Binders such as xanthan gum or psyllium husk can offset crumbliness in gluten-free bakes, and elasticity not only contributes to the chewiness of bread, but also stabilises its structure, facilitating bubbles that form during fermentation.

Gluten-free flours and starches bind more liquid than wheat flour does, requiring more liquid in the recipe or a different ratio.

A kitchen scale is a must when measuring ingredients, as they are measured more precisely and can be distributed more evenly thanks to accurate weights; since gluten free batters and doughs require more quantities of these ingredients, it’s important to use a scale to comply with just the right ratio of flours. This helps to achieve perfectly evenly distributed flour. Moreover, gluten free recipes call for less vigorous mixing to handle the flour to avoid the occurrence tough textures and thus tough batters/doughs, therefore it is necessary to remember to keep your stirring/blending technique lighter so that your gluten free recipes come out lighter in texture as well.

Temperature and Timing

You don’t need to do the kneading that you do to make most traditional recipes in order to develop the gluten to make a nice loaf of bread or soft dinner rolls. The new preparation, for the most part, can be mixed up quickly in a food processor or with a mixer.

When following a GF recipe, use a digital instant-read thermometer to check your oven temperature, as ovens are often not calibrated. Baking times may be longer for gluten-free than traditional batters, so always adhere to oven temperature and bake times when following a GF recipe.

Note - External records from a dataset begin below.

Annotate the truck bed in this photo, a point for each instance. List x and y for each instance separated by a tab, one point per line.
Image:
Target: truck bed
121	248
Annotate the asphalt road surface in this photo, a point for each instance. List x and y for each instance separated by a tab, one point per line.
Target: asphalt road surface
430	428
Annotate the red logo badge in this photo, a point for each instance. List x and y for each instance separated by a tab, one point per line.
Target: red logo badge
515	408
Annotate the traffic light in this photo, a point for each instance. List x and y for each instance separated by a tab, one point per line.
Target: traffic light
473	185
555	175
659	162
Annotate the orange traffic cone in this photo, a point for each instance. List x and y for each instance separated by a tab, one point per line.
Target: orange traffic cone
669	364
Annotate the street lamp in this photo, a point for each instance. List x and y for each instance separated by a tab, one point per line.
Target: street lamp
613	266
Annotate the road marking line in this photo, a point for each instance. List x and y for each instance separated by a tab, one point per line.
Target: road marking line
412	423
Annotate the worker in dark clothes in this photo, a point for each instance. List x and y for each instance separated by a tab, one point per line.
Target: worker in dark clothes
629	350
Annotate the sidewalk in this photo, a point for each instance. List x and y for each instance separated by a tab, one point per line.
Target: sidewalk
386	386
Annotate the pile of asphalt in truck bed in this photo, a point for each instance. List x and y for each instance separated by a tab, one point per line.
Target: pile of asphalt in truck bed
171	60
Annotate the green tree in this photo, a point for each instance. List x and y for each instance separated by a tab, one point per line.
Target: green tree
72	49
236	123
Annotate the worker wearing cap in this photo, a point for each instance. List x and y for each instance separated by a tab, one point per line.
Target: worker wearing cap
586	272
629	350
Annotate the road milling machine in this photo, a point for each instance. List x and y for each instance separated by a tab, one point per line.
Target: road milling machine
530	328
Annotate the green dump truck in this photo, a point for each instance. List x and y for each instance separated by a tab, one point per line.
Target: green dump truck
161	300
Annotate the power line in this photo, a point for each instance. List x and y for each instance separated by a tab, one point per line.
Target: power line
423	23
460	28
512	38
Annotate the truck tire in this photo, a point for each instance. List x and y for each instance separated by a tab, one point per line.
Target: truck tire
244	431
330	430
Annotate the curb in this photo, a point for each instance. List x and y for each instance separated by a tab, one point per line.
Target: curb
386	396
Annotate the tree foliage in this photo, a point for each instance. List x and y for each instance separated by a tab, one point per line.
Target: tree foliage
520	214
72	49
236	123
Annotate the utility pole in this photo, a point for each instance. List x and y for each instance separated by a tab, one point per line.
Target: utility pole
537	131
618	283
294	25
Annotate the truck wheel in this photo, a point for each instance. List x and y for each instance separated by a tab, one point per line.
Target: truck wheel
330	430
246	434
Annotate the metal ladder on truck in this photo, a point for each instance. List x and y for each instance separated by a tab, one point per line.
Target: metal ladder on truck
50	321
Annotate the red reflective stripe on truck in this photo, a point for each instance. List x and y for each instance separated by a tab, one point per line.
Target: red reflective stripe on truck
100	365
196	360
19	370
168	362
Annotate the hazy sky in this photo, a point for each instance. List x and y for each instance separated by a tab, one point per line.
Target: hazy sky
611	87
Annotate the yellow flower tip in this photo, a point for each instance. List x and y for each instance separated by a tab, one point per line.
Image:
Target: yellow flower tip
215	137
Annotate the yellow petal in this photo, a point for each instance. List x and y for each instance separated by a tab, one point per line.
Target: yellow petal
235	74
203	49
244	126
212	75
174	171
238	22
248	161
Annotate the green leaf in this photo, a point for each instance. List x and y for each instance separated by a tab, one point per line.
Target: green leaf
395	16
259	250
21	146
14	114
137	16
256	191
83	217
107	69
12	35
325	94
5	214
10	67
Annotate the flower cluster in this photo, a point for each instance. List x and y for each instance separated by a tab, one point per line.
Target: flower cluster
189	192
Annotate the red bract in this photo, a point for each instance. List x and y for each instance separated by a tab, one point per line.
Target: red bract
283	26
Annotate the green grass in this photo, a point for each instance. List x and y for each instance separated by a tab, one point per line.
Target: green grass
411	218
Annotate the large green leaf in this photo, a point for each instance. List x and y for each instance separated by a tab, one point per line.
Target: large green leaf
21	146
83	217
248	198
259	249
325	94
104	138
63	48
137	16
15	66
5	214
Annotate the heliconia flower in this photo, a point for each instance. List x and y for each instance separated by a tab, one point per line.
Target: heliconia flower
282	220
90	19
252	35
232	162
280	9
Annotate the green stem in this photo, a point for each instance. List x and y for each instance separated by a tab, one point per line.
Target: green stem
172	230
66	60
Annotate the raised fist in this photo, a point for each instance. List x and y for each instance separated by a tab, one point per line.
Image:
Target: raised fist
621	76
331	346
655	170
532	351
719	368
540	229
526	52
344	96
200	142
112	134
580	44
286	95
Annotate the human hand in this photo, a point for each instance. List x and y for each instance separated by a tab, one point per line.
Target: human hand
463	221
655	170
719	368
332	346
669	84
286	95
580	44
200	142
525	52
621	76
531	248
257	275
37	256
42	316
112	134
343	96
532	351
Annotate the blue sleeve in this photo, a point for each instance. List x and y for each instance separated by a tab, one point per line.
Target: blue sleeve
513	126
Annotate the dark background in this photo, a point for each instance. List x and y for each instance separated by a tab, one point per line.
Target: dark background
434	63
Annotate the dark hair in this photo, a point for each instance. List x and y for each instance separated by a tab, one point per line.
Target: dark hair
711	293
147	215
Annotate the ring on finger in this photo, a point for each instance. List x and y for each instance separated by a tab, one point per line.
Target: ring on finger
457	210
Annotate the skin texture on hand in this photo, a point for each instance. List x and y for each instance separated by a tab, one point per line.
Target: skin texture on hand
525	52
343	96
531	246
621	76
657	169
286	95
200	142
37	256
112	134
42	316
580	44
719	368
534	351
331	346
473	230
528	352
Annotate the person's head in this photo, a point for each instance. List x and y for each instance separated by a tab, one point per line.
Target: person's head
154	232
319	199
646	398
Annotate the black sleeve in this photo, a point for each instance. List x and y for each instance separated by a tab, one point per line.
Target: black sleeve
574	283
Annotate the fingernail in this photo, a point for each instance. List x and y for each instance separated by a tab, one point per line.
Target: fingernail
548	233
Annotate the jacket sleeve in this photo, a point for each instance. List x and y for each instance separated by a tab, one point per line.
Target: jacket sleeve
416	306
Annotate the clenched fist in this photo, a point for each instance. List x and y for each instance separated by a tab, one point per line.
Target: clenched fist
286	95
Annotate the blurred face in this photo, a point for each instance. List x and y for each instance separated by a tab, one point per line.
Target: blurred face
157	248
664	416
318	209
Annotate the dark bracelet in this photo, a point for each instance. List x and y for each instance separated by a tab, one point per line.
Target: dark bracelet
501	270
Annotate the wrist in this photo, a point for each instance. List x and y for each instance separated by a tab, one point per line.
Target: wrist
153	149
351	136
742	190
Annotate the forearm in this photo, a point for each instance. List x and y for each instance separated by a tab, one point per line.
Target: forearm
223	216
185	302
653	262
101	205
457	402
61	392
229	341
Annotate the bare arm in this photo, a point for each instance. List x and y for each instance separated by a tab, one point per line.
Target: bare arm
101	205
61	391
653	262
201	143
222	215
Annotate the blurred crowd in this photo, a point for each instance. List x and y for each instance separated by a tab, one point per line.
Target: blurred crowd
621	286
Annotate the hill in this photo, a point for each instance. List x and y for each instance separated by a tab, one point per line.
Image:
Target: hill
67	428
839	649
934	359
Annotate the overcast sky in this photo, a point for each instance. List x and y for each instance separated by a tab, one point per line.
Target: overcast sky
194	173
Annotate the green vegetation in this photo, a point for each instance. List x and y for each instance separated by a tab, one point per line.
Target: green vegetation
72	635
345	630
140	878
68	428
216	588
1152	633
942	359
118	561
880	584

Be careful not to use too much flour when you are shaping loose dough for bread baked in pans, as well as for cookies and pie crusts. Too much flour results in a tough, chewy product.

Alternative Thickeners

If you aren’t allergic or averse (gluten-intolerant, auto-immune) to wheat (or other grains), there are any number of flours and starches that can be used as thickening agents. Water-soluble thickeners include tapioca starch, cassava flour. Many of them can be mixed with low protein flour to form an emulsion that acts as a thickener.

Egg is a natural binder that can lighten and stiffen batter, and improve texture and structure. Water-absorbing xanthan gum or guar gum can be used in gluten-free diets to thicken or bind gluten-free flour.

When coming up with a gluten free version of a ‘wheat’ baking recipe, my advice is to stay as close to the original as possible, use accurate measures, and weigh ingredients whenever possible – superfine flours and starches will settle differently in a measuring cup than just about any other flour, and can yield very different results when scooped – the cup-and-sift method is a must!

Presentation

Or, since gluten-free baked goods are notoriously gnarly anyway, you can get all fancy with different plating techniques, to add an artisan flourish to the final product.

Gluten – an elastic protein – helps to catch the carbon dioxide bubbles during baking or fermentation Trapping air (or carbon dioxide bubbles created by chemical leavening agents such as yeast or baking soda) is essential for baked goods, so you might be wondering what’s used as a replacement for gluten. For every 100g of flour in a conventional recipe, there are typically 13.5g of gluten. When you’re replacing that, you need to work with other flour alternatives in proportions that mimic wheat flour’s architecture. In fact, to replace the stickiness that isn’t created by gluten alone, bakers often add thickeners such as xanthan gum and guar gum. They also use sourdough starters, longer fermentation times and some tricky hydration skillz to create a bread torn apart by hands like knives through butter – cakes with tall layers and bounces like trampolines instead of sinking limply.